Сын уже без опаски позволял взять себя за руку. Лойэ постоянно украдкой улыбалась им. Рехи не мог снова покинуть родных, ведь он всегда тайно мечтал обрести семью. Но приходили Вестники Надежды и повергали в отчаяние: «Ты хочешь, чтобы твой сын вырос именно в таком мире?»
«Мир как мир. Важно, кто будет Натта окружать. Здесь мы нашли обитель покоя и понимания. Разве нужно что-то еще? Если вы придумаете, как победить Двенадцатого, я присоединюсь. Где я, по-твоему, должен быть? Скитаться по пустыне? Нет, я должен защищать свою семью, пока у меня есть сила линий. Да и без нее», – стоял на своем Рехи.
«Но без тебя мы не узнаем, как победить Двенадцатого. Ты – ключ к разгадке этой тайны, – почти виновато сказал Митрий. – Твой последний сон только все запутал. Сперва мы решили, что в Цитадели скрывается не Двенадцатый, а лиловый жрец, поэтому оружие не действует».
«Почему бы и нет? Убил своего бога и окопался», – предположил Рехи.

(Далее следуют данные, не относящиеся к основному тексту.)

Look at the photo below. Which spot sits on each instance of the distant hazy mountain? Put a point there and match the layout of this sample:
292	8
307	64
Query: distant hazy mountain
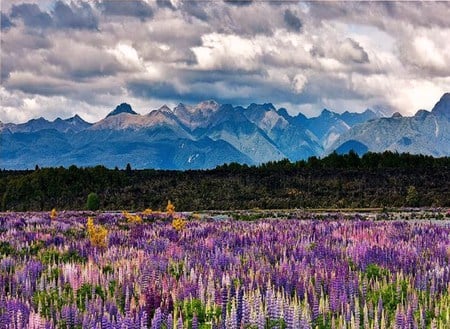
424	133
209	134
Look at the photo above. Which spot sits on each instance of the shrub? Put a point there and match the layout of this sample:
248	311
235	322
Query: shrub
93	202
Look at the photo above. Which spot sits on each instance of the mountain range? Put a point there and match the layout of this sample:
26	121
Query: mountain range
209	134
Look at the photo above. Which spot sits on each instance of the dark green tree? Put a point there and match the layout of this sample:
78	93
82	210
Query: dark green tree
412	197
93	202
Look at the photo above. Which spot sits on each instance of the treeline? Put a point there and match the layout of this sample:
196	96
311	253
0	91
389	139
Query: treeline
374	180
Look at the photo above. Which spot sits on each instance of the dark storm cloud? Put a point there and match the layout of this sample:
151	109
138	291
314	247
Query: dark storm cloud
239	2
383	13
292	21
5	22
165	4
71	16
64	52
132	8
195	9
350	50
31	15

Он давно подозревал, что Двенадцатый – вовсе не тот Темный Властелин из сказок адмирала, которому Рехи пообещал набить морду.
«В том-то и дело… Энергия вокруг него – как от Стража Вселенной, а не Стража Мира. Не хватает единственного фрагмента. Возможно, если бы ты открыл свое сознание, мы бы что-то поняли», – заискивающе предлагал Митрий.
«Если я открою сознание, Двенадцатый сможет выследить мою семью!» – запротестовал Рехи.
«Вы и так расположились слишком близко к нему, как у жерла вулкана», – услужливо напомнил Митрий.
«Верно, Рехи, никуда не уходи. Здесь самое подходящее место, чтобы выцарапать истину из недр прошлого», – донесся успокаивающий и одновременно зловещий голос Сумеречного Эльфа, а за ним послышался отдаленный взмах меча и заставившее содрогнуться шипение черных линий. Бессмертные все еще сражались. Они не оставляли обреченный мир, возле Разрушенной Цитадели день и ночь кипела бесконечная битва.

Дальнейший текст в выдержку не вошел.